For several months, financial crimes detectives worked with the Mill Creek and Mukilteo police departments to investigate a substantial fraud ring, culminating in Devlin’s arrest.
Detectives believe Devlin used Airbnb and other vacation rental companies to target her victims. Upon moving into a rental, she would steal the personal information that the owners left behind as a means of creating new identities or taking over existing ones. With that information, she opened bank accounts, obtained credit cards and withdrew cash, according to detectives.
“We are continuing to investigate this suspect and expect to find additional information that leads to more victims,” Sgt. Matt Mekelburg said. “It’s unfortunate that victims had their personal information stolen and used for criminal activity.
“While we understand the concept, we want people to recognize the risks of renting out their homes, and leaving personal information behind.”
Everett police began investigating Devlin in August 2016 after a Boeing Employees Credit Union investigator informed detectives that Sylvia Bass of Everett had reported fraudulent credit and debit accounts had been opened in her name in July, resulting in a loss of $30,000, according to Det. Jamie French’s probable cause report of Dec. 29, 2016.
French then sent a surveillance photo of Devlin he obtained through the credit union to fellow detectives and patrol officers, according to court documents.
Everett police initially arrested and released Devlin on Aug. 10 after a patrol spotted her in a passing vehicle. The officer stopped Devlin and determined she was driving a vehicle registered to Marion R. Pyles, 72, of Mukilteo. Pyles had recently been the victim of identity theft at the hands of Devlin and James Pyles, according to court documents.
In a search, officers found Devlin in possession of 13 digital memory cards and two cell phones, and released her due to the time it would take to analyze the evidence, according to court documents.
Among other things, further investigation revealed Devlin had used a debit card she had opened in Bass’ name to rent a house in the 9100 block of 49th Ave. W. in Mukilteo that belongs to Pyles, according to court documents.
As the investigation continues, detectives have recommended 22 counts of first-degree identify theft, 24 counts of second-degree identity theft and 18 counts of forgery to the Snohomish County Prosecutor’s Office.
“She has crossed jurisdictional lines and has had a wide effect on the public,” Cox said. “At this point, I have the case file and know I have probable cause for the recommended charges.”
Mukilteo police have identified Devlin as a suspect in five cases and have determined probable cause in three, said Myron Travis, the department’s public information officer.

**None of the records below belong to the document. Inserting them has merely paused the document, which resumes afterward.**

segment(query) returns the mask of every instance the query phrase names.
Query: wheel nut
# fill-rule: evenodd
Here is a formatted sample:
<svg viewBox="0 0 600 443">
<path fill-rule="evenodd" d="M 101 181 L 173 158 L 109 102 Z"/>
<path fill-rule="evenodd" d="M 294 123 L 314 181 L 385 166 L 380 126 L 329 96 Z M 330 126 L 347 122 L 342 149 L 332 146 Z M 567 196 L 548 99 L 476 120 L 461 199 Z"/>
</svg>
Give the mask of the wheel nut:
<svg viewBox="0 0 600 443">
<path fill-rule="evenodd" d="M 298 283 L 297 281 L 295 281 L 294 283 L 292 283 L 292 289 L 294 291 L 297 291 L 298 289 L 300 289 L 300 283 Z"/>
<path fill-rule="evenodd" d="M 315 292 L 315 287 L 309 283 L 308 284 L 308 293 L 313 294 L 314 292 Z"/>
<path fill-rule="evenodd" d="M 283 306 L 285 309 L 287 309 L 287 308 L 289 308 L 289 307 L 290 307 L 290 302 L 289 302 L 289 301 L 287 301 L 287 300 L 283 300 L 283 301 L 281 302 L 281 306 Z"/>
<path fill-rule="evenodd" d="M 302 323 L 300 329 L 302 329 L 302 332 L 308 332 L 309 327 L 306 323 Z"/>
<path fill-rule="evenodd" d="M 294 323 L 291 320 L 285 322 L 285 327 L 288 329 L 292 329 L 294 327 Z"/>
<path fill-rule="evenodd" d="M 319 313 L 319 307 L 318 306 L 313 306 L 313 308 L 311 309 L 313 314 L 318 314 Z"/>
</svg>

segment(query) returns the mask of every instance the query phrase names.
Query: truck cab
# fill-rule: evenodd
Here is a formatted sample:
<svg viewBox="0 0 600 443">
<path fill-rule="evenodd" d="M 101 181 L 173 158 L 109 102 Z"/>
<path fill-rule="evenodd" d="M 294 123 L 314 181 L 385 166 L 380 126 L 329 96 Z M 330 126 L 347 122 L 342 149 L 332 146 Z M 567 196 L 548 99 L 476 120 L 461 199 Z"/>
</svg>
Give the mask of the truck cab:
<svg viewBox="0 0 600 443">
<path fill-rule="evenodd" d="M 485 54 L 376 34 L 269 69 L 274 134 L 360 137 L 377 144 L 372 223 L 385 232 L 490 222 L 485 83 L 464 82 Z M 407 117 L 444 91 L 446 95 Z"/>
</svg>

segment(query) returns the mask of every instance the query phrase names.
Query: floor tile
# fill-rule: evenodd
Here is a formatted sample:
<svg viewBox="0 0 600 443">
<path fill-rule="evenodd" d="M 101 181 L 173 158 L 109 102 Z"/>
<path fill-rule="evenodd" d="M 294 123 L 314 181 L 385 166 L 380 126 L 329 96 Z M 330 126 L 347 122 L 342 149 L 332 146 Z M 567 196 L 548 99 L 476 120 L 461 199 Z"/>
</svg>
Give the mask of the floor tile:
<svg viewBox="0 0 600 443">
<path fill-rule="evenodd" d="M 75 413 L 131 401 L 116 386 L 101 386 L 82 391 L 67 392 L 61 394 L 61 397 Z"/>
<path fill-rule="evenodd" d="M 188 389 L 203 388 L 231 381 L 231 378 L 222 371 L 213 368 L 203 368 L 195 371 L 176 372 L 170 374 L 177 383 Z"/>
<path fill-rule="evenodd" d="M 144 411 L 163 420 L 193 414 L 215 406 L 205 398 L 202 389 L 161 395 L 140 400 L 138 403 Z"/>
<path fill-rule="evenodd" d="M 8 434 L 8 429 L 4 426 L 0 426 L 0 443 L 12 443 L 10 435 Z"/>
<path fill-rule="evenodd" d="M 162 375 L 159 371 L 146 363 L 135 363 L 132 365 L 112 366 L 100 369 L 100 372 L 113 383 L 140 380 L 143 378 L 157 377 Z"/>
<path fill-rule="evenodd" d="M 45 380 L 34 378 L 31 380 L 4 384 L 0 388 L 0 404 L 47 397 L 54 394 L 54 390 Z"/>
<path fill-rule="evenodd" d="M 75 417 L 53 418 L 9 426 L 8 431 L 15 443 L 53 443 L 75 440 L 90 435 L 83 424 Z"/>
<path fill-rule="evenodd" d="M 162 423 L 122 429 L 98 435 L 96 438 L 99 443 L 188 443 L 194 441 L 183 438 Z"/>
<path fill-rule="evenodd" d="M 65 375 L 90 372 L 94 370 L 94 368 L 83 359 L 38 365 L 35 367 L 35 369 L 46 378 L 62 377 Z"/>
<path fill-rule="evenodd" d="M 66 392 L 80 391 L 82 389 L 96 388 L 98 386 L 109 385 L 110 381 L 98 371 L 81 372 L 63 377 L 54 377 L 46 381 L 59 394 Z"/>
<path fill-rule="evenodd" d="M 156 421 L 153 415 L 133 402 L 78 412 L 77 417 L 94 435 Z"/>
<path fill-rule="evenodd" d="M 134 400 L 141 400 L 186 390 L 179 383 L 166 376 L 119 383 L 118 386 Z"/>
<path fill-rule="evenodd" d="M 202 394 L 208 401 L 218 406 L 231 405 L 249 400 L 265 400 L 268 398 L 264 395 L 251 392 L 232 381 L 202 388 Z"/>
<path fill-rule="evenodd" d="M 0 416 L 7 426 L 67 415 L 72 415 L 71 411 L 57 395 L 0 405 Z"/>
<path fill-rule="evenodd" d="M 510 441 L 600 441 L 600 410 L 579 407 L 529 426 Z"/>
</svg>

As a result, Mukilteo police have recommended charges including second-degree identity theft, second-degree theft and unlawful possession of a payment instrument, he said.
Last year, Snohomish County joined King and Pierce counties in the Greater Puget Sound Financial Fraud and Identity Theft Task Force, which investigates regional, multi-jurisdictional fraud cases. At that time, Cox was assigned to handle such cases in Snohomish County.
“A lot of people don’t realize they are victims of identity theft until it’s too late,” she said. “A lot of the time, these people steal mail and use that information. There is a lot of personal information in your mail. It gets recycled, and profiles are created in notebooks. When police find these people, they often find profiles of victimized people.”
Cox recommends keeping a close eye on bank account activity as well as mailboxes.
“If you notice anything funny going on in your bank account or you were expecting a bank card or checks to arrive in the mail and they didn’t, contact police,” she said.
She also recommends those who suspect foul play visit www.identitytheft.gov for more information and to register as a victim.
“Once you’re registered, it can help you protect yourself from further victimization,” she said.
Travis said he recommends that when making an online transaction, be sure the website is securely encrypted, which is denoted in website addresses with the prefix “https” rather than simply “http.”